Lean Compliance Startup Model™
Improvement roadmap to effective compliance
What you have now
Assortment of separate parts, some working, some not, and most not working together as a whole.
What you need
All essesential parts working together as a whole to fulfill its purpose.
When it comes to implementing compliance systems many take a phased: component first-approach. This comes from years of prescriptive obligations and a focus on implementing "shall statements" in order to pass certifications and audits. When the focus is on compliance to prescriptive "shall statements" rather than improving outcomes you will find these familiar steps promoted:
Understand the elements of the regulation or standard.
Map existing practices to the elements.
Identify where current practices do not meet the standard.
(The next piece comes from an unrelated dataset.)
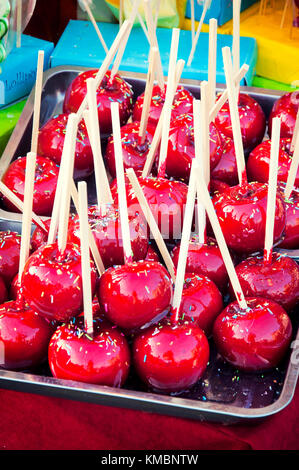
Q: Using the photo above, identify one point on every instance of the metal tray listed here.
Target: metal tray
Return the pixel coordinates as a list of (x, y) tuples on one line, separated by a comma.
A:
[(224, 394)]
Engage these deficiencies in a Plan-Do-Check-Act (PDCA) cycle.
Target these deficiencies for compliance with the standard.
While this approach is familiar (although PDCA maybe new to some) it is not without limitations the most significant being that it often fails to deliver operational systems fast enough or at all. Companies usually run out time, money, and motivation to move beyond implementing the parts of a system to implementing the interactions which is essential for a system is to be considered operational.
To support performance and outcome-based obligations another approach is needed than the traditional component-first approach, one that:
creates and sustains system properties over time, and
achieves operational status faster
We know from systems theory that systems are never the sum of its parts but rather the product of its interactions. It is these interactions that cause emergent properties to be produced. For compliance systems these are the outcomes we are targeting: zero incidents, zero violations, zero fatalities, zero emissions, and so on.
We developed The Lean Compliance Startup™ methodology based on the work by Eric Ries (Lean Startup) to emphasize system interactions and achieve operational status faster than traditional approaches. By doing so companies can collect the maximum amount of validated learning about outcome performance with the least amount of effort right from the start and through every version of the system. This accelerates performance improvement as well as the advancement of outcomes which together significantly increase the probability of overall mission success.